KVM: MMU: introduce pte_prefetch_topup_memory

Prev: KVM: MMU: fix race between 'walk_addr' and 'fetch'
Next: stable? quality assurance?

From: Avi Kivity on 11 Jul 2010 09:10

On 07/06/2010 01:49 PM, Xiao Guangrong wrote:
> Introduce this function to topup prefetch cache
>
>
>
> diff --git a/arch/x86/kvm/mmu.c b/arch/x86/kvm/mmu.c
> index 3dcd55d..cda4587 100644
> --- a/arch/x86/kvm/mmu.c
> +++ b/arch/x86/kvm/mmu.c
> @@ -89,6 +89,8 @@ module_param(oos_shadow, bool, 0644);
> }
> #endif
>
> +#define PTE_PREFETCH_NUM 16
>

Let's make it 8 to start with... It's frightening enough.

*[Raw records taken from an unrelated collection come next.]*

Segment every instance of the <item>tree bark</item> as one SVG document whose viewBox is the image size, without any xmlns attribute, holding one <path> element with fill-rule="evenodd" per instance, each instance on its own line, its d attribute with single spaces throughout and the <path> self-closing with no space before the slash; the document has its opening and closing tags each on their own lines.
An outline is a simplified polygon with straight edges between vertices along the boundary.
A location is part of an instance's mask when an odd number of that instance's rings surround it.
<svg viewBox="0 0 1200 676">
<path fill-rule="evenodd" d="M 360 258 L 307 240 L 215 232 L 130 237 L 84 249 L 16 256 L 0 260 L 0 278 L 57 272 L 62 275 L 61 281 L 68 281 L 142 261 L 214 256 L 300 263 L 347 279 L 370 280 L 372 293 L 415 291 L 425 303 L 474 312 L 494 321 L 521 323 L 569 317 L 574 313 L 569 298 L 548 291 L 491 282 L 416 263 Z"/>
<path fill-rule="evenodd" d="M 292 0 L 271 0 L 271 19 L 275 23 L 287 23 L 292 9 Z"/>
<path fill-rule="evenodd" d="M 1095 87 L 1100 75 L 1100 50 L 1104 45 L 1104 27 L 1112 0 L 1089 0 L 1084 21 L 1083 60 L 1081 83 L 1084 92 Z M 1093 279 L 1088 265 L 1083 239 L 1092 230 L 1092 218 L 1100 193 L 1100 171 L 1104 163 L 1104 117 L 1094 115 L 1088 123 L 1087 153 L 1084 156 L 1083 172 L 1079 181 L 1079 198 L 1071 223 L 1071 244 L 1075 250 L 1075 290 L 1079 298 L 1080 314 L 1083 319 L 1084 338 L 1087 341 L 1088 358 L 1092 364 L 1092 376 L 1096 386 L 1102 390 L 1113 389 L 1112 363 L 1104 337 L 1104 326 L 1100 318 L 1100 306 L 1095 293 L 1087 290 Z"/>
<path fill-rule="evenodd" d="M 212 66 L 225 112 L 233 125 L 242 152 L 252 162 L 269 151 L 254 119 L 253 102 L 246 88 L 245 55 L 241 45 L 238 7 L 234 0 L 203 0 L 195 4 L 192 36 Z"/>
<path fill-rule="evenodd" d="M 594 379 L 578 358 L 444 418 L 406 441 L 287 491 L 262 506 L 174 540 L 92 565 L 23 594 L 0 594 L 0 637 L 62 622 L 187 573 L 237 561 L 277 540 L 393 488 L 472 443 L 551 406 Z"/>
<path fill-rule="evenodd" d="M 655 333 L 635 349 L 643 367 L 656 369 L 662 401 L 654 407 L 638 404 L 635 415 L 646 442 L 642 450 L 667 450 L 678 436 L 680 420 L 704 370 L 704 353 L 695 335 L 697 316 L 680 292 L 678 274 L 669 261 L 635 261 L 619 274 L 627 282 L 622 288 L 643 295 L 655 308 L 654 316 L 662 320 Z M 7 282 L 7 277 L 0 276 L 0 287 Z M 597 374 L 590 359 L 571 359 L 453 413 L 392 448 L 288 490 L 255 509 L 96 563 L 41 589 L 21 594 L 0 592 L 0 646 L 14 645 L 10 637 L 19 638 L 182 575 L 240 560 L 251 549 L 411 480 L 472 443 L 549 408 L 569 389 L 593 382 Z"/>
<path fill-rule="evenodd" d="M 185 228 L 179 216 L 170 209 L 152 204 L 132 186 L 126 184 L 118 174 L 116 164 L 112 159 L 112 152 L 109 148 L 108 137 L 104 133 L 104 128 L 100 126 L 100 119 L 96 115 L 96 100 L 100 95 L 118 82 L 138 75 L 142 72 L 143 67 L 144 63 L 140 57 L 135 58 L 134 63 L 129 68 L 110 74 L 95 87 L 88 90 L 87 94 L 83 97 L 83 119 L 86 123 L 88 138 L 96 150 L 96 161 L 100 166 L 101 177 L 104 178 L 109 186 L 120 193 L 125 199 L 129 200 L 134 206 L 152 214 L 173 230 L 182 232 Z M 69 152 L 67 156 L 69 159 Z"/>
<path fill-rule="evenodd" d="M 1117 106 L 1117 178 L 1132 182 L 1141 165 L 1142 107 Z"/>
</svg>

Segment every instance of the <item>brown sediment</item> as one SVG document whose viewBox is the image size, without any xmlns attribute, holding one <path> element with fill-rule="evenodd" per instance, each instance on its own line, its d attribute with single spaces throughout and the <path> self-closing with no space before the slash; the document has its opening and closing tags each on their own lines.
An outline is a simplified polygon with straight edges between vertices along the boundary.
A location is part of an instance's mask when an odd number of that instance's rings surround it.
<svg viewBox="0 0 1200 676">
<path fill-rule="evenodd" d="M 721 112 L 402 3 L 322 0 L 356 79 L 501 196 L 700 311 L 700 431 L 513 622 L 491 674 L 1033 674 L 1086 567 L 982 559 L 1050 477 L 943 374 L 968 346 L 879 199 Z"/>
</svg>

(8 = one cache line in both guest and host)

> @@ -316,15 +318,16 @@ static void update_spte(u64 *sptep, u64 new_spte)
> }
> }
>
> -static int mmu_topup_memory_cache(struct kvm_mmu_memory_cache *cache,
> - struct kmem_cache *base_cache, int min)
> +static int __mmu_topup_memory_cache(struct kvm_mmu_memory_cache *cache,
> + struct kmem_cache *base_cache, int min,
> + int max, gfp_t flags)
> {
> void *obj;
>
> if (cache->nobjs>= min)
> return 0;
> - while (cache->nobjs< ARRAY_SIZE(cache->objects)) {
> - obj = kmem_cache_zalloc(base_cache, GFP_KERNEL);
> + while (cache->nobjs< max) {
> + obj = kmem_cache_zalloc(base_cache, flags);
> if (!obj)
> return -ENOMEM;
> cache->objects[cache->nobjs++] = obj;
> @@ -332,6 +335,20 @@ static int mmu_topup_memory_cache(struct kvm_mmu_memory_cache *cache,
> return 0;
> }
>
> +static int mmu_topup_memory_cache(struct kvm_mmu_memory_cache *cache,
> + struct kmem_cache *base_cache, int min)
> +{
> + return __mmu_topup_memory_cache(cache, base_cache, min,
> + ARRAY_SIZE(cache->objects), GFP_KERNEL);
> +}
> +
> +static int pte_prefetch_topup_memory_cache(struct kvm_vcpu *vcpu)
> +{
> + return __mmu_topup_memory_cache(&vcpu->arch.mmu_rmap_desc_cache,
> + rmap_desc_cache, PTE_PREFETCH_NUM,
> + PTE_PREFETCH_NUM, GFP_ATOMIC);
> +}
> +
>

Just make the ordinary topup sufficient for prefetch. If we allocate
too much, we don't lose anything, the memory remains for the next time
around.

Note for shadow pages or pte chains you don't need extra pages, since
the prefetch fits in just one shadow page. You only need extra for rmap.

--
error compiling committee.c: too many arguments to function

--
To unsubscribe from this list: send the line "unsubscribe linux-kernel" in
the body of a message to majordomo(a)vger.kernel.org
More majordomo info at http://vger.kernel.org/majordomo-info.html
Please read the FAQ at http://www.tux.org/lkml/

From: Xiao Guangrong on 11 Jul 2010 23:20

Avi Kivity wrote:
> On 07/06/2010 01:49 PM, Xiao Guangrong wrote:
>> Introduce this function to topup prefetch cache
>>
>>
>>
>> diff --git a/arch/x86/kvm/mmu.c b/arch/x86/kvm/mmu.c
>> index 3dcd55d..cda4587 100644
>> --- a/arch/x86/kvm/mmu.c
>> +++ b/arch/x86/kvm/mmu.c
>> @@ -89,6 +89,8 @@ module_param(oos_shadow, bool, 0644);
>> }
>> #endif
>>
>> +#define PTE_PREFETCH_NUM 16
>>
>
> Let's make it 8 to start with... It's frightening enough.
>
> (8 = one cache line in both guest and host)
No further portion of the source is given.